Galilea, LLC v. Agcs Marine Ins. Co.

Decision Date04 April 2016
Docket NumberCV 15-84-BLG-SPW
PartiesGALILEA, LLC, Plaintiff, v. AGCS MARINE INSURANCE COMPANY, LIBERTY MUTUAL INSURANCE COMPANY, and TORUS INSURANCE COMPANY, Defendants.
CourtU.S. District Court — District of Montana
OPINION and ORDER

This is a continuation of the Court's Opinion and Order issued February 24, 2016. At the Court's request, Plaintiff Galilea, LLC, and Defendants AGCS Marine Insurance Company, Liberty Mutual Insurance Company, and Torus Insurance Company (collectively "Insurers") supplied supplemental briefing. For the reasons discussed below, the Court only refers Counts I and II to arbitration and certifies its decisions for interlocutory review under 28 U.S.C. § 1292(b).

I. Background

For the complete background, please see the Court's prior Opinion and Order (Doc. 37). The Court will only restate facts here to put this Order in context. Chris and Taunia Kittler formed Galilea, LLC for the sole purpose of owning their sailing yacht Galilea. The Kittlers are not attorneys or otherwise sophisticated purchasers of insurance. The Insurers issued Galilea, LLC an insurance policy that contained the following arbitration and choice-of-law provision:

A11: JURISDICTION AND CHOICE OF LAW
This insurance policy shall be governed by and construed in accordance with well established and entrenched principles and precedents of substantive United States Federal Maritime Law, but where no such established and entrenched principles and precedents exist, the policy shall be governed and construed in accordance with the substantive laws of the State of New York, without giving effect to its conflict of law principles, and the parties hereto agree that any and all disputes arising under this policy shall be resolved exclusively by binding arbitration to take place within New York County, in the State of New York, and to be conducted pursuant to the Rules of the American Arbitration Association.

(Doc. 7-6 at 14.)

After the Insurers denied its claim, Galilea, LLC filed this action. In its Complaint, Galilea, LLC asserts the following causes of action against the Insurers:

Count I - Declaratory Relief
Count II - Breach of Contract
Count III - Contract Reformation
Count IV - Promissory Estoppel
Count V - Equitable Estoppel
Count VI - Breach of Implied Covenant of Good Faith & Fair Dealing
Count VII - Breach of Fiduciary Duty
Count VIII - Violation of the Montana Unfair Trade Practices Act
Count IX - Negligent Misrepresentation
Count X - Constructive Fraud
Count XI - Tortious Interference with Contract
Count XII - Tortious Interference with Prospective Economic Advantage

(Doc. 1.) The Court applied federal maritime law and determined that the policy's arbitration clause is enforceable. (Doc. 37 at 14.) The Court requested supplemental briefing on the arbitration clause's scope, and if some claims fall outside of the scope, whether litigation should be stayed pending the arbitration. (Id. at 14-15.)

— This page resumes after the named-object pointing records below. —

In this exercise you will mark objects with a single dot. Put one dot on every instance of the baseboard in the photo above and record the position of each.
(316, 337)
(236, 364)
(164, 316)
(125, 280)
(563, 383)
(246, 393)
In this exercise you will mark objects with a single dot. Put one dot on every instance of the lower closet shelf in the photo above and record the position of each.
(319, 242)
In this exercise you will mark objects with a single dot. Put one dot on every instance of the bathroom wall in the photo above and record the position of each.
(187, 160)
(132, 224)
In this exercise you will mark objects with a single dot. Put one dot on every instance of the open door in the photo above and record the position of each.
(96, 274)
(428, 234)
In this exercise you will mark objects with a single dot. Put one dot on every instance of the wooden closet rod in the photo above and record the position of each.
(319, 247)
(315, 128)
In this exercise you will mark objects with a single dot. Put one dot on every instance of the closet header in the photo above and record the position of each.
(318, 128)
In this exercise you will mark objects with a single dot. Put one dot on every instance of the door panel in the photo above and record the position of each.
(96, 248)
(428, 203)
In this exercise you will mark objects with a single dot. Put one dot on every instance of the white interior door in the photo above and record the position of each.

II. Who Decides Arbitrability

The Insurers argue that this Court should not consider the scope of the arbitration clause. Instead, the Insurers contend that the arbitrators should decide the issue. The Insurers point to the arbitration clause's statement that "any and all disputes arising under this policy shall be resolved exclusively by binding arbitration...to be conducted pursuant to the Rules of the American Arbitration Association." (Doc. 7-6 at 14.) Since the clause incorporates the Rules of the American Arbitration Association ("AAA"), the Insurers posit this Court should apply Rule R-7 of the AAA Commercial Arbitration Rules,1 which provides:

(a) The arbitrator shall have the power to rule on his or her own jurisdiction, including any objection with respect to the existence, scope, or validity of the arbitration agreement or to the arbitrability of any claim or counterclaim.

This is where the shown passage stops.